Li Miaoxin, Li Jiang, Li Mulin Jun, Pan Zhicheng, Hsu Jacob Shujui, Liu Dajiang J, Zhan Xiaowei, Wang Junwen, Song Youqiang, Sham Pak Chung
Department of Medical Genetics, Center for Genome Research, Center for Precision Medicine, Zhongshan School of Medicine, Sun Yat-sen University, Guangzhou, 510080, China.
The Centre for Genomic Sciences, the University of Hong Kong, Pokfulam, Hong Kong.
Nucleic Acids Res. 2017 May 19;45(9):e75. doi: 10.1093/nar/gkx019.
Whole genome sequencing (WGS) is a promising strategy to unravel variants or genes responsible for human diseases and traits. However, there is a lack of robust platforms for a comprehensive downstream analysis. In the present study, we first proposed three novel algorithms, sequence gap-filled gene feature annotation, bit-block encoded genotypes and sectional fast access to text lines to address three fundamental problems. The three algorithms then formed the infrastructure of a robust parallel computing framework, KGGSeq, for integrating downstream analysis functions for whole genome sequencing data. KGGSeq has been equipped with a comprehensive set of analysis functions for quality control, filtration, annotation, pathogenic prediction and statistical tests.

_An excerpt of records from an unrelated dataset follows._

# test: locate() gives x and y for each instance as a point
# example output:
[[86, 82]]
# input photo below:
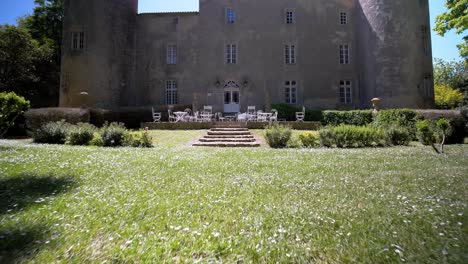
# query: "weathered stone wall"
[[124, 61], [394, 62], [104, 68]]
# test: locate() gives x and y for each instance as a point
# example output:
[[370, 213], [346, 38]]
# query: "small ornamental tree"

In the tests with whole genome sequencing data from 1000 Genomes Project, KGGSeq annotated several thousand more reliable non-synonymous variants than other widely used tools (e.g. ANNOVAR and SNPEff). It took only around half an hour on a small server with 10 CPUs to access genotypes of ∼60 million variants of 2504 subjects, while a popular alternative tool required around one day. KGGSeq's bit-block genotype format used 1.5% or less space to flexibly represent phased or unphased genotypes with multiple alleles and achieved a speed of over 1000 times faster to calculate genotypic correlation.

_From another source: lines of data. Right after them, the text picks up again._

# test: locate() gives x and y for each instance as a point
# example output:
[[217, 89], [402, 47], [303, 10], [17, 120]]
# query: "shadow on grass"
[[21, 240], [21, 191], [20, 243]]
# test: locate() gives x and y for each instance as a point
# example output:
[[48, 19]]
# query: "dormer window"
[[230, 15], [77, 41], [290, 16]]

全基因组测序(WGS)是一种很有前景的策略,可用于揭示导致人类疾病和性状的变异或基因。然而,目前缺乏强大的平台来进行全面的下游分析。在本研究中,我们首先提出了三种新颖的算法,即序列缺口填充基因特征注释、位块编码基因型和文本行的分段快速访问,以解决三个基本问题。这三种算法随后构成了一个强大的并行计算框架KGGSeq的基础架构,用于整合全基因组测序数据的下游分析功能。KGGSeq配备了一套全面的分析功能,用于质量控制、过滤、注释、致病性预测和统计测试。在对来自千人基因组计划的全基因组测序数据进行测试时,KGGSeq注释的可靠非同义变异比其他广泛使用的工具(如ANNOVAR和SNPEff)多出数千个。在一台配备10个CPU的小型服务器上,只需大约半小时就能获取2504名受试者约6000万个变异的基因型,而另一个常用工具则需要大约一天时间。KGGSeq的位块基因型格式使用的空间不到1.5%,能够灵活地表示具有多个等位基因的分阶段或未分阶段基因型,并且计算基因型相关性的速度快了1000倍以上。